Youtube Comment Scraper - Export to CSV/JSON
Pricing
from $0.40 / 1,000 comments
Youtube Comment Scraper - Export to CSV/JSON
[$0.5/1000] ✨YouTube comments scraper to scrape, extract, export YouTube comments to CSV/JSON. YouTube comment extractor, downloader, API alternative for scraping video comments, replies, likes, author data. Bulk YouTube comments download, dataset generator. Best YouTube comment scraper without API.
Pricing
from $0.40 / 1,000 comments
Rating
5.0
(1)
Developer
Epic Scrapers
Maintained by CommunityActor stats
2
Bookmarked
5
Total users
1
Monthly active users
6 days ago
Last modified
Categories
Share
YouTube Comments Scraper ⭐

From $0.50 / 1,000 comments — Scrape every comment, reply, like count, and author profile from any YouTube video at scale. The easiest way to extract structured YouTube comment data without an API key or login.
Built for youtube.com — the world's largest video platform with over 2.7 billion monthly active users and billions of comments generated daily.
Search by video URL, sort by top or newest, and control volume with max comments per video. Returns structured data with 17 fields per comment including text, likes, author profile, timestamps, and video metadata. Up to unlimited comments per run. No login required. No API key needed.
🚀 Features
- 🎯 Video URL input — Provide one or hundreds of YouTube video URLs. The actor processes them all in a single run, no batching needed.

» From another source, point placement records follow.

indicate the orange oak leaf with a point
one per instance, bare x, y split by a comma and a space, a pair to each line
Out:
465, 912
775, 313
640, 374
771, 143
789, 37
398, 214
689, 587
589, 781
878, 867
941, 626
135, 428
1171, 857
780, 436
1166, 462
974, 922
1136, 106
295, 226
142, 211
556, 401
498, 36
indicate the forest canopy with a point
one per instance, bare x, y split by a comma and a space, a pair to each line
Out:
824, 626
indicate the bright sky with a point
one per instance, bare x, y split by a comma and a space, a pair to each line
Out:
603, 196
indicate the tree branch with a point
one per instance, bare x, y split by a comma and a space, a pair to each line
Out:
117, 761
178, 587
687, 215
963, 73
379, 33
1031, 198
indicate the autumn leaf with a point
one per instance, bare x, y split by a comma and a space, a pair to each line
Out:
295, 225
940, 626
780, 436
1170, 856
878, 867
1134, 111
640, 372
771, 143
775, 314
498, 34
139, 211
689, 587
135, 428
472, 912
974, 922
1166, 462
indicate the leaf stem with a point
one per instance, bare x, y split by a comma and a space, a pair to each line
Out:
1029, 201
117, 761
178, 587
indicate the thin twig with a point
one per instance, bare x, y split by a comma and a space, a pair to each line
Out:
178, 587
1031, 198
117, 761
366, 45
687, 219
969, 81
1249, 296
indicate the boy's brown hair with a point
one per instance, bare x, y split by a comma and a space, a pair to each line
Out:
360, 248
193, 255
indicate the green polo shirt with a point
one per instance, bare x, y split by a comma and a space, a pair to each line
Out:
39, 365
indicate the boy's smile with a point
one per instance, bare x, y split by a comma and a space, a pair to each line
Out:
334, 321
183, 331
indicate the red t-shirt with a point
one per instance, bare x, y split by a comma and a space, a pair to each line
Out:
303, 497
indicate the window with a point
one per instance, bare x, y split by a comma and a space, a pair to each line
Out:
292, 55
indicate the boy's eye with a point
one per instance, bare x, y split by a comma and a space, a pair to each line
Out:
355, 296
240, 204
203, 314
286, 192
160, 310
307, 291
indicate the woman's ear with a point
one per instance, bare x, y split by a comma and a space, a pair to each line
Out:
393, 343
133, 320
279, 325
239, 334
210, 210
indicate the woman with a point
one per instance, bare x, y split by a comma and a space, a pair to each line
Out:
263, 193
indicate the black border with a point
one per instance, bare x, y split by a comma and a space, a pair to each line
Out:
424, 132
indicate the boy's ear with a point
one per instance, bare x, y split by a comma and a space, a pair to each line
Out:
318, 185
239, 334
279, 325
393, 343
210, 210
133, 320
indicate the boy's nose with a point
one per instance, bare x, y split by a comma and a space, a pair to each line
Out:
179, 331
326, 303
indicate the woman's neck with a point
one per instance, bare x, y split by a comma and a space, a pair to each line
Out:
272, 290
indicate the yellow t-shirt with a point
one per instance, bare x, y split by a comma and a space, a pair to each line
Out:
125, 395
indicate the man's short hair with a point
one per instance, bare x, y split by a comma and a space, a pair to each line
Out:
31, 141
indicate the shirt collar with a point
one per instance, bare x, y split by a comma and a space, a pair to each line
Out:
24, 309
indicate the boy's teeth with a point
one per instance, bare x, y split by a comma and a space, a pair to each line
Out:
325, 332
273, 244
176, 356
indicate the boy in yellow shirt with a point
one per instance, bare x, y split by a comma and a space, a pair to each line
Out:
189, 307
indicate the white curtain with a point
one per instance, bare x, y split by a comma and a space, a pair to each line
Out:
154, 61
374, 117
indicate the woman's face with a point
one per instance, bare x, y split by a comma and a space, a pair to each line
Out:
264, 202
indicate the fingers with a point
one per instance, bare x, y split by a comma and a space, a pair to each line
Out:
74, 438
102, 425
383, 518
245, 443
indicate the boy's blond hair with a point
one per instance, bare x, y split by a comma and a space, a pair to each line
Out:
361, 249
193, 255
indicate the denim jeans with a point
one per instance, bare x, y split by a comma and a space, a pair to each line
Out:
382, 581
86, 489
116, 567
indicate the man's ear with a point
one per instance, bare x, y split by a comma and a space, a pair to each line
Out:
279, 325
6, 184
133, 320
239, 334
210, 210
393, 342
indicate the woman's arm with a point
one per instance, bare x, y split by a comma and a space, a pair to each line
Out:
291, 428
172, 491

- ⬆️⬇️ Sort by Top or Newest — Choose between the highest-engaged comments or the most recent discussion. Critical for sentiment analysis vs. real-time monitoring use cases.
- 🎛️ Configurable comment limit — Set a maximum per video (e.g. 100, 500, 1000) or pass
0to scrape every single comment, even on videos with millions. - 🔄 Auto-pagination — The actor automatically follows pagination across all comment threads and reply chains. No manual page clicking or cursor handling required.
- 🛡️ Residential proxy support — Uses Apify's residential proxy network to avoid rate limits and IP blocking during large-scale extractions.
- 📋 17-field structured output — Every comment returns text, like count, author ID, author name, author thumbnail, author URL, verified status, uploader badge, favorited status, timestamp (Unix + human-readable), parent comment ID, comment ID, video ID, video URL, and video title.
- 🔗 Reply threading preserved — Top-level comments and replies are linked through the
parentfield so you can reconstruct full conversation threads. - 📦 Multiple videos, one run — Pass an array of URLs in
startUrls. The actor sequentially scrapes each video and aggregates everything into a single clean dataset. - ⚡ No API key needed — Works entirely through yt-dlp's extractors on public YouTube data. No YouTube Data API v3 quota, no OAuth setup, no API costs.
📋 What You Get
Every scraped comment returns 17 fields of structured data:
| Field | Type | Description | Example |
|---|---|---|---|
id | string | Unique YouTube comment identifier | UgzNF6YV0mlS2GWceOZ4AaABAg |
parent | string | Parent comment ID; "root" for top-level comments | root |
text | string | Full text content of the comment, including emojis and line breaks | "I didn't get rickrolled today, I just really enjoy this song" |
like_count | integer | Number of likes the comment has received | 363000 |
author_id | string | Unique YouTube channel ID of the comment author | UCA1oEnRYKBmFDAcoKso2pAA |
author | string | Display name of the YouTube channel | @CinematicCaptures |
author_thumbnail | string | URL of the author's profile picture (88×88 pixels) | https://yt3.ggpht.com/... |
author_is_uploader | boolean | Whether the author is the video uploader | false |
author_is_verified | boolean | Whether the author's channel is verified by YouTube | true |
author_url | string | Direct URL to the comment author's YouTube channel | https://www.youtube.com/@CinematicCaptures |
is_favorited | boolean | Whether the comment was marked as a favorite by the uploader | false |
_time_text | string | Human-readable relative time string | 5 years ago |
timestamp | `integer | null` | Unix timestamp (seconds) when the comment was posted |
video_id | string | YouTube video ID the comment belongs to | dQw4w9WgXcQ |
video_url | string | Full URL of the YouTube video | https://www.youtube.com/watch?v=dQw4w9WgXcQ |
video_title | string | Title of the YouTube video | "Rick Astley - Never Gonna Give You Up (Official Video) (4K Remaster)" |
💰 Pricing
$0.50 per 1,000 comments scraped. You only pay for the compute units consumed during the run.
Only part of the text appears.